Stimuli-responsive gels for autonomous reactor control

In the field of intelligent materials, stimuli-responsive polymers are known due to their special characteristics. Depending on the material, the gels undergo significant but reversible configurational changes caused by external influences. When such a stimulus occurs, the gel reacts to it by collapsing or swelling, which offers a wide range of applications. In process engineering, the application of smart gels for autonomous reactor control has come into focus in recent years. Our research in this area includes experimental studies on swelling behavior and swelling kinetics, as well as theoretical studies using molecular dyanmics and equations of state on solvent-controlled swelling behavior of stimuli-responsive gels.

[1] Hu et al., Chem. Eng. J., 2020

Materials for SMART reactors

This research follows the subproject B01 of the collaborative research centre SFB 1615, "SMART Reactors for Future Process Engineering". General information about the collaborative research centre are listed here.  This is the first four-year phase within an expected twelve-year duration of the collaborative research centre. Both Prof. Irina Smirnova (TUHH) and Prof. Walter Chapman (Rice University, Houston) supervise subproject B01.

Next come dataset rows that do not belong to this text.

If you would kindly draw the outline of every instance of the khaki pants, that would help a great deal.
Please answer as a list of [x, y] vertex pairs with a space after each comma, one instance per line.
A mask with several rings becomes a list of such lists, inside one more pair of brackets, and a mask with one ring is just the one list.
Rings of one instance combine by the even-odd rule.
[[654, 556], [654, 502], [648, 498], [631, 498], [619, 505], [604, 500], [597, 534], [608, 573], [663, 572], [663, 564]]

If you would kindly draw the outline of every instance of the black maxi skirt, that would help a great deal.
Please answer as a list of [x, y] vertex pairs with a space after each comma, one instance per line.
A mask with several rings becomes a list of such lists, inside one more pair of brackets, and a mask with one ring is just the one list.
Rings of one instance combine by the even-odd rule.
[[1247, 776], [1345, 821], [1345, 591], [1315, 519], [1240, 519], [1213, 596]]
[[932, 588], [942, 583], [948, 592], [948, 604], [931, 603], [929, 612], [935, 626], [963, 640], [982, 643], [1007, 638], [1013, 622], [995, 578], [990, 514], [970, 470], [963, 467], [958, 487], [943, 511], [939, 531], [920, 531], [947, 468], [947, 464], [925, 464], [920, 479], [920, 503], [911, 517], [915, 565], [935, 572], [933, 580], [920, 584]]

The underlying goal is to describe the distinctive swelling behaviour of hydrogels under the consideration of various external stimuli. This is done by applying parameterized thermodynamic models, PC-SAFT and iSAFT. Firstly, different multicomponent systems in thermodynamic equilibrium with the hydrogel are modelled and compared with experimental data. The models are subsequently extended to cover further substance specific properties. Finally, starting from the thermodynamic equilibria, kinetic models are developed based on the gradients of the chemical potential. This gives an insight into the time dimension of the swelling behaviour.